A Little Night Music

Susan Granger’s review of “A Little Night Music” (Walter Kerr Theater)

 

    Catherine Zeta-Jones is the latest cinema star to captivate Broadway audiences, but she’s not exactly new to the stage. In London, she performed in numerous musicals before moving on to British television and then fame and fortune in Hollywood, where she won an Oscar for her supporting role in the screen adaptation of “Chicago.” Now she’s poised to nab a Tony to add to her rapidly growing awards collection.

    As alluring Desiree Armfeldt in Stephen Sondheim and Hugh Wheeler’s “A Little Night Music,” she’s simply glorious, putting her own bewitching spin on the comedic “You Must Meet My Wife” and wistfully interpreting the ballad “Send In the Clowns,” supported every step of the way by five-time Tony-winner, 84 year-old Angela Lansbury as Desiree’s courtesan mother who delivers a world-weary version of “Liaisons.”

    Loosely based on the Ingmar Bergman film “Smiles of a Summer Night” and directed by Trevor Nunn, the sophisticated “A Little Night Music” follows the farcical romantic escapades of several duplicitous Swedish couples around the turn of the last century. While it’s elegant in its waltzing simplicity, there are a few glaring missteps, like the maid Petra’s (Leigh Ann Larkin) vulgar rendition of the earthy “The Miller’s Son.” Except for Alexander Hanson, as the lawyer Fredrik Egerman, and Aaron Lazar, as philandering Count Carl-Magnus Malcolm, the rest of the ensemble loses its luster alongside pros like Zeta-Jones and Lansbury.  In particular, Ramona Mallory grows tiresome as Egerman’s shrill, virginal wife, as does Hunter Ryan Herdlicka as Egerman’s frustrated, cello-playing son.

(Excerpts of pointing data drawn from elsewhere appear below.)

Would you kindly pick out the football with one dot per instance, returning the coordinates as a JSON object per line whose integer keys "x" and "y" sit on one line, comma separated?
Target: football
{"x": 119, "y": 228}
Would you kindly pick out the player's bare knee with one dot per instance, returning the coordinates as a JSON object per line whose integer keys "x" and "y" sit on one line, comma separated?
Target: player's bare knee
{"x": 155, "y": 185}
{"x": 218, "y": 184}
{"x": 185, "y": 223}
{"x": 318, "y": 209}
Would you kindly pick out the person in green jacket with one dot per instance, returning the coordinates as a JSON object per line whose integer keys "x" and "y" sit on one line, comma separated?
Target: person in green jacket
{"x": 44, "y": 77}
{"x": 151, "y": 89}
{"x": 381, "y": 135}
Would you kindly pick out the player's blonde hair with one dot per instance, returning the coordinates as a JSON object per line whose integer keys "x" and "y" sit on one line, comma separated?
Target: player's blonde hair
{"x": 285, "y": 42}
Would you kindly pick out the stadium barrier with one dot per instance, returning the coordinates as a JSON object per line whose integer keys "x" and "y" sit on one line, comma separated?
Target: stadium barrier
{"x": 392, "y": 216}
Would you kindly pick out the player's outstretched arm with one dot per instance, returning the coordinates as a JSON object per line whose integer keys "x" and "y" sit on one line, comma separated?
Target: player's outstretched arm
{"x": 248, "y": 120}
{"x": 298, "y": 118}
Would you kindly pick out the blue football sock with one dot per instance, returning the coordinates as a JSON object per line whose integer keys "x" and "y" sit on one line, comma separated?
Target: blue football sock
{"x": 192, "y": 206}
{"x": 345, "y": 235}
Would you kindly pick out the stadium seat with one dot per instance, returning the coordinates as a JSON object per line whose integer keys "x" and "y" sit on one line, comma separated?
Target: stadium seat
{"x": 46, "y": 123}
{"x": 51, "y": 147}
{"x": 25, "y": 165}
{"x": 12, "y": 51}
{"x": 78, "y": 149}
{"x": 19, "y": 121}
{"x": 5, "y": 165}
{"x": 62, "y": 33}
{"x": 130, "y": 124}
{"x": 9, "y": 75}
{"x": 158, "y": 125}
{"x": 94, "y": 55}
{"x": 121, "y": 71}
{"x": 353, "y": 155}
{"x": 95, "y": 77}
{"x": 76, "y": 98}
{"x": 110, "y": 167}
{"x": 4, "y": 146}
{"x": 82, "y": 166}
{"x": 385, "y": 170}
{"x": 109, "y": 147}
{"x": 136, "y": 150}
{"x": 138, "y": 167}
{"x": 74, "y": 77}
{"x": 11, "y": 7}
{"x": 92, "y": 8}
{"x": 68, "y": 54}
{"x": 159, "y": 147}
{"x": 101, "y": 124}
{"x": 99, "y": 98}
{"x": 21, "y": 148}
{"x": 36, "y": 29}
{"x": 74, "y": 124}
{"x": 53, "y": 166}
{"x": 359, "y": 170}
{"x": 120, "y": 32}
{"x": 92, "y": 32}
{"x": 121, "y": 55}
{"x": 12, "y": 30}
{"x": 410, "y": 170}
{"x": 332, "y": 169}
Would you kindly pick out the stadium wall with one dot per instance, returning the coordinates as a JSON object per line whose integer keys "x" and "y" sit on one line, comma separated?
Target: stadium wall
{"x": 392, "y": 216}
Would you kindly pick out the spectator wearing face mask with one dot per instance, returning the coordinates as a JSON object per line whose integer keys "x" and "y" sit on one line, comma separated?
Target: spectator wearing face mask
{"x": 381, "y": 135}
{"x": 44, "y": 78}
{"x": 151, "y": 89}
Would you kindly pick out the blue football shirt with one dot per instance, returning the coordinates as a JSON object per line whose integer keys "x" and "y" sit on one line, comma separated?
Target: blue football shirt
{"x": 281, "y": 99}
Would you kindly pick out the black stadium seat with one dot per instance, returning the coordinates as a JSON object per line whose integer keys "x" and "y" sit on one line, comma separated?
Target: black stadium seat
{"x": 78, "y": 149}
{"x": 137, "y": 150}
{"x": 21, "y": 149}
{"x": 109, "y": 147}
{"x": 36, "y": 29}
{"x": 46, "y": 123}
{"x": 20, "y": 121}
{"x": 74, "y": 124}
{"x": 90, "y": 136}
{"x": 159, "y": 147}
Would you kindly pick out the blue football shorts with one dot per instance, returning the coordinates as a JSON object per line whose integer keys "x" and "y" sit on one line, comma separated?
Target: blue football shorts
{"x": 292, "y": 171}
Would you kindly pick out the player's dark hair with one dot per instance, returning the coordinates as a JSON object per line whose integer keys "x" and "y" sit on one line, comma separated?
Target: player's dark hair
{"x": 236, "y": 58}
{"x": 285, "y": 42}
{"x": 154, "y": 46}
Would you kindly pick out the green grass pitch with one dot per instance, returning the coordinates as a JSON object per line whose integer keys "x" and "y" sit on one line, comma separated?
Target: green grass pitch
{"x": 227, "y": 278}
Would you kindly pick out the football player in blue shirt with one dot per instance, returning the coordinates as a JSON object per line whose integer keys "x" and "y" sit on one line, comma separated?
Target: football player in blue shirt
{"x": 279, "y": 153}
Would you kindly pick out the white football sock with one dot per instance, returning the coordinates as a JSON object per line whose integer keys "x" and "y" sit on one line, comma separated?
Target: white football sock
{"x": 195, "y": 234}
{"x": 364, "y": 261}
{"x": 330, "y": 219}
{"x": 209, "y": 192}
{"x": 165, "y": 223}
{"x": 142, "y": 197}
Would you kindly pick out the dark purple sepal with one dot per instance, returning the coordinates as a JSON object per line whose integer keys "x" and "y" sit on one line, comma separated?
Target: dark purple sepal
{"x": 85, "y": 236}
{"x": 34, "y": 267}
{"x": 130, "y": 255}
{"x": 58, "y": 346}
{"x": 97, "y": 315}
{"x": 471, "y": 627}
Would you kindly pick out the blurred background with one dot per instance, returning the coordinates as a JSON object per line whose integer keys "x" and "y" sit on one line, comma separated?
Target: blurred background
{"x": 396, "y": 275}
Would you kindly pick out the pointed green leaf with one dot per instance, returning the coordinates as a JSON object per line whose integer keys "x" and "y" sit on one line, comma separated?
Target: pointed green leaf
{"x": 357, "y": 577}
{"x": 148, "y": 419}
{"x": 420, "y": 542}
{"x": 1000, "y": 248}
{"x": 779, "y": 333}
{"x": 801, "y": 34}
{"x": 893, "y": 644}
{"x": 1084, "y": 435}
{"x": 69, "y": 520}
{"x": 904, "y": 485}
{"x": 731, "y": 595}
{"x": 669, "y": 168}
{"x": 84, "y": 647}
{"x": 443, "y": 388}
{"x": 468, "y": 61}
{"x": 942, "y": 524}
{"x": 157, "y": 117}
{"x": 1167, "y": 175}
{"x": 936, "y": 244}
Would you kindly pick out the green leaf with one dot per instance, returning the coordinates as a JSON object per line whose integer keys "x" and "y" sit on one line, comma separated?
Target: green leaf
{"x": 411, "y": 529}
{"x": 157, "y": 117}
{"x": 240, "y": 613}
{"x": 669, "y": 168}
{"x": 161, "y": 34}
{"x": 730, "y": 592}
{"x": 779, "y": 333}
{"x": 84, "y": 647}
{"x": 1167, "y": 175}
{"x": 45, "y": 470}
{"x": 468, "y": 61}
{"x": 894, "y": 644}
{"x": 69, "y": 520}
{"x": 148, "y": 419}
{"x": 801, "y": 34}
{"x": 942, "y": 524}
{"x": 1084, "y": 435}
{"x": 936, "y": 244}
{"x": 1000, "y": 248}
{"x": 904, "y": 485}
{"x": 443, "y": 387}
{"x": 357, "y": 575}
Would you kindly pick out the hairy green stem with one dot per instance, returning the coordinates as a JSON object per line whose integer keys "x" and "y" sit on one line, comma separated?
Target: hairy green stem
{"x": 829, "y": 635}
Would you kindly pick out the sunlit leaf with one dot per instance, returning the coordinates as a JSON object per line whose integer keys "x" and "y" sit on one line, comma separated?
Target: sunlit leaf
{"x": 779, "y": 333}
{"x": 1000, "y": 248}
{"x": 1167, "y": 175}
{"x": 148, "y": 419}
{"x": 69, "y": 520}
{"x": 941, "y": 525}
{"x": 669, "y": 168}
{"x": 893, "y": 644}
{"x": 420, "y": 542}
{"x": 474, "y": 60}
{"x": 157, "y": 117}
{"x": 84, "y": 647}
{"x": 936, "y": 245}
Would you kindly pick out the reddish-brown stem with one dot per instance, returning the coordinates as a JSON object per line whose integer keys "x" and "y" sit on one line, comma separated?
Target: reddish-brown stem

    For a full-fledged, high-priced Broadway musical, it’s also a shame that there are only eight musicians, resulting in a thin orchestral sound, and that David Farley’s minimalist sets and monochromatic costumes are serviceable, at best. So for this show, what you can count on is the stardust spread by Catherine Zeta-Jones and Angela Lansbury. And for me, that was enough.